Oil on canvas
Period : Late XVII°-early XVIII°
Architecture and landscape : Gennaro Greco called il Mascacotta (Naples 1663-1714)
Characters : Sebastiano Conca ( Gaeta 1680-Naples 1706)
Dimensions : 30×55 inches
Gennaro Greco, called il Mascacotta :
Gennaro Greco began his career as a painter of ornaments and ceilings. He collaborated with decorative painters, among them Francesco Solimena. And the gilded ornaments of Paolo de Matteis’ paintings in the Church San Francisco Saverio, (more known today as San Ferdinando) in Naples are said to be his works.
However while studying Andrea Pozzo architectural treaty : Perspectiva pictorum et architectorum, written in the late XVII° century, he discovered the imaginary views knows as « vedute ideate ».
Self-taught, Greco quickly stated himself as a perspective specialist and played a key part in the spreading of landscape Italian painting. Indeed his architectural views that are both aerial and theatrical and built in an offset perspective have made their point in changing the tradition of the XVII° century « vedute ideate » as it had been been codified by Viviano Codazzi. The still and decorative atmosphere of his works contrasts with the dramatic scenes as seen by Leonardo Cocorrante. It is closer to Pietro Capelli’s style, more ornamented,and luxurious too.

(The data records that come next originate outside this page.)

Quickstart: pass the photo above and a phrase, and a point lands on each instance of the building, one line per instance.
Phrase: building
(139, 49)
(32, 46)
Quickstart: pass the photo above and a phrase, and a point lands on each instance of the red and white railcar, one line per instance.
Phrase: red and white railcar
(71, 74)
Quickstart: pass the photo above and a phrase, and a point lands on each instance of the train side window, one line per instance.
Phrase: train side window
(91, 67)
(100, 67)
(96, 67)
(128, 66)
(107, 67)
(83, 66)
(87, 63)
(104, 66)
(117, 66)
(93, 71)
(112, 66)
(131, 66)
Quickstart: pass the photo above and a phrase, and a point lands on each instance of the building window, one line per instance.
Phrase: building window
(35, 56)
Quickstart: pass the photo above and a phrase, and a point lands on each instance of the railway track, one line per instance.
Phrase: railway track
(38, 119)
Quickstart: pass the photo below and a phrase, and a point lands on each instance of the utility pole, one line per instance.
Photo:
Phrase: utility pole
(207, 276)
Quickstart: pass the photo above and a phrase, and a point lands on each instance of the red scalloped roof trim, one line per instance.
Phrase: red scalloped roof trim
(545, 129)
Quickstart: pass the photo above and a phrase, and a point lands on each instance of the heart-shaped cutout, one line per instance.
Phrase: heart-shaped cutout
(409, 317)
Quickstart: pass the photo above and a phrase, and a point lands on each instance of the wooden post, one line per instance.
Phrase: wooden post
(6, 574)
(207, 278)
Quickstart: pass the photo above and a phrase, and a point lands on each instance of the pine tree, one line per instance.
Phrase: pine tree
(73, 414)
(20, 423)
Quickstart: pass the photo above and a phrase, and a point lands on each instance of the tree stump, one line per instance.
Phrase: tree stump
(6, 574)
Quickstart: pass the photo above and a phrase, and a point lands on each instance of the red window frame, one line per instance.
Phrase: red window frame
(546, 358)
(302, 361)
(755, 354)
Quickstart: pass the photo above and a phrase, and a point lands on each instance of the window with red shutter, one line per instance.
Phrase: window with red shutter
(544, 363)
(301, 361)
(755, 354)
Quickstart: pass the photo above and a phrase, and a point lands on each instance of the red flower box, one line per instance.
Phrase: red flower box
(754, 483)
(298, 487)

All in all the color palette that Greco uses, running from pale green to blue-grey, along with the atmosphere of deep luminosity given by the painting, and the playing on chiaroscuro with the architecture of the constructions, all this foreshadows the XVIII° century capricci. The characters of Greco’s painting are, most of the time, attributed to co-worker. In this piece, the characters are by Sebastiano Conca (Gaeta 1680-Naples 1764), Solimena’s apprentice in Naples from 1693 to 1706.